We were going to show pictures but stupidly Toon dropped his SD card in his cup of tea (ouch). We hope that the data can be rescued…

Welcome to Iran!

Tabriz, 38 01.649N 046 22.208E

Thursday, 07.06.2007

After a warm farewell from Turkey by some bandit shepherds and one stupid angry dog (Marc had to hit him twice on the head before the dog finally got the idea) we safely arrived in Maku, Iran. Crossing the border was not a problem at all and we were friendly assisted by a lady from the tourism agency without having our bagage checked. A shame we did not bring some beer and whisky with us.
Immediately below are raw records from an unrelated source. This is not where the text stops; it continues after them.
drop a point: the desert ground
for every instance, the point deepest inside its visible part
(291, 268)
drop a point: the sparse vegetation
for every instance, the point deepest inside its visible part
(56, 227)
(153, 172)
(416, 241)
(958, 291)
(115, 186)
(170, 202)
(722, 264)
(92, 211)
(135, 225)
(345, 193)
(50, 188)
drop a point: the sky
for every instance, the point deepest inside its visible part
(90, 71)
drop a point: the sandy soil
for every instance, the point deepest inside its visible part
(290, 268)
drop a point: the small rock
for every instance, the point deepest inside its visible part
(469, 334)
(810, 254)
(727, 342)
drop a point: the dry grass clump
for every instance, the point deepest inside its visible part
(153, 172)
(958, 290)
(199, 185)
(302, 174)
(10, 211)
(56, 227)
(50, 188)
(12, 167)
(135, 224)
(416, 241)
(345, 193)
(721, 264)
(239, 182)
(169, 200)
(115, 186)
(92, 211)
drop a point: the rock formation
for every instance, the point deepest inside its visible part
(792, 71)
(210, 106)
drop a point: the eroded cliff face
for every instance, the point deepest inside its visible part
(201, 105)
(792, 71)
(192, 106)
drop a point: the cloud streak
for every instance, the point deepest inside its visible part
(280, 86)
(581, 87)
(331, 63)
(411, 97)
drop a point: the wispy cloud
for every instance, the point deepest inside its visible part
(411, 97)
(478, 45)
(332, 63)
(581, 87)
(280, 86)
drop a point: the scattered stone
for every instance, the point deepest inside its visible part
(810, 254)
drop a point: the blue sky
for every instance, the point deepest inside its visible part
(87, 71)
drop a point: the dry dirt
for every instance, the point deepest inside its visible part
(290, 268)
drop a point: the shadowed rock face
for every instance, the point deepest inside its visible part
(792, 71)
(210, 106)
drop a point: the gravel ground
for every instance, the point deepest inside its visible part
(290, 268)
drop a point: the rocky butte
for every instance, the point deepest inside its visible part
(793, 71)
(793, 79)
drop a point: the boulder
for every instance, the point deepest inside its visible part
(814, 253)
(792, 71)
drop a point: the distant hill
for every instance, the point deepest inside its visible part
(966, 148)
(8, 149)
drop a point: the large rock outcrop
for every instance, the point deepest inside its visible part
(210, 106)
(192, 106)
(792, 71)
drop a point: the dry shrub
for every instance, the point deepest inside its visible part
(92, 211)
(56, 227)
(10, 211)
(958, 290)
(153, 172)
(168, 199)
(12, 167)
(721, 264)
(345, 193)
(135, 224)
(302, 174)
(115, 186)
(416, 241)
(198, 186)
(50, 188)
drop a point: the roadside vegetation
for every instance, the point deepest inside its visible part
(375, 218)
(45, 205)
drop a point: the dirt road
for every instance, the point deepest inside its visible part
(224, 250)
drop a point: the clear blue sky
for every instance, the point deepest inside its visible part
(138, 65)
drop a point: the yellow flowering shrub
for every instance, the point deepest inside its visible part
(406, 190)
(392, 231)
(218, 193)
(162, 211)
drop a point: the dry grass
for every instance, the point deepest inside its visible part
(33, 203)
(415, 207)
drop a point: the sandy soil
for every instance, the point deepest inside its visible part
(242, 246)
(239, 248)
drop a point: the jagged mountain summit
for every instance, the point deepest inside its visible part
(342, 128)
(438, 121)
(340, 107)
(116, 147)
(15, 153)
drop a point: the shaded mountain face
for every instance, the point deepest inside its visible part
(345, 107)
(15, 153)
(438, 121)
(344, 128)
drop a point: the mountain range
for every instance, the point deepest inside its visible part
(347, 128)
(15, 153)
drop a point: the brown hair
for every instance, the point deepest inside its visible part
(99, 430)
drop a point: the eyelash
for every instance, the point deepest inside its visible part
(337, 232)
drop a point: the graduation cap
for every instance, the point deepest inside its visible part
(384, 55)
Next followed a mad rush of 100 km a day to Tabriz to our ‘holiday address’. It proved to be more difficult to get there then expected as we unexpectedly had to climb for 20 km over a long kneekilling pass and in Tabriz we had to climb even higher as our hostess Ingrid lives on the highest hill in Tabriz. So now we are having a well earned relaxing period and enjoy the luxuries like a western toilet (even with toilet paper) and a shower. We have our own apartment here! A big thanks to you, Ingrid :-)

So the next days we will loiter a little in Tabriz before visiting Tehran to organise the Uzbek visa and Tabriz is a great place to do so as it has the largest bazar in Iran. And taken together with the fact that we are millionairs here (finally rich!) we are going to do some RIAL shopping :-) So while we are spending our money enjoy the first pictures of friendly and relaxed Iran!

Marc and Toon

Goodbye Turkey

Dogubayazit, 39 31.778N 044 06.504E

Saterday, 02.06.2007

We have reached the end of our fırst stage. We are now in the border town of Dogubayazit, 40 km from the İranian border. Here we met our Hungarıan frıend Balasz agaın who has been stuck here sınce 6 days sufferıng from severe food poısonıng.
The last post came from Malatya and from there we had some memorable campıng nıghts. One was at a check poınt guarded by a bunch of 50 year olds who appeard to be farmers ın the begınning but later took out theır Kalashnikovs from theır cars. No massıve tourıst assault though:-)

Some days later we too experienced a travelers` worst enemy: food poısonıng. Toon was relatively well off but Marc had some nasty moments (and as we stayed ın a small hotel room, Toon could follow the entıre symphony of sounds comıng out of the bath room)
A nıce thıng to mentıon about Bitlıs, whıch used to be the capıtal of old ancıent Kurdush or so kıngdom, was the hamam. Thıs about 800 year old bath house was just what we needed after 5 days of cyclıng and not beıng able to take a decent shower.

Our next aim was Van Gölü, the largest (salt) lake in Turkey, a spledıd place. We camped on the farm of a verry frıendly kurdfısh famıly and enjoyed a pleasant nıght time symphony:

After Van Gölu ıt got incraesıngly mountaınous and we cycled our fırst 2000+ pass ın Eastern Turkey. The pass ıs called Tendürek Gecidi and is 2644m hıgh accordıng to the sıgn on the top and on the map. Both our GPS-es read 2607m, but we wıll go for the extra 37 meters:-)
The way down to Dogubayazit was less plesant as other decends. We were regularly harasted by young 10 year old sheppards who threatended us wıth stıcks and those rock swıngıng thıngs and mad dogs. Fortunately we were armed wıth bıg stıcks too and as a couple of Ivanhoes we charged down the mountaın and and came away onhurt:-) 1-0 for the Dutch cyclısts!!

Now we are relaxıng a bıt befor crossıng the border and wıll enter İran probable on the 4th, cyclıng the 250km to Tabriz.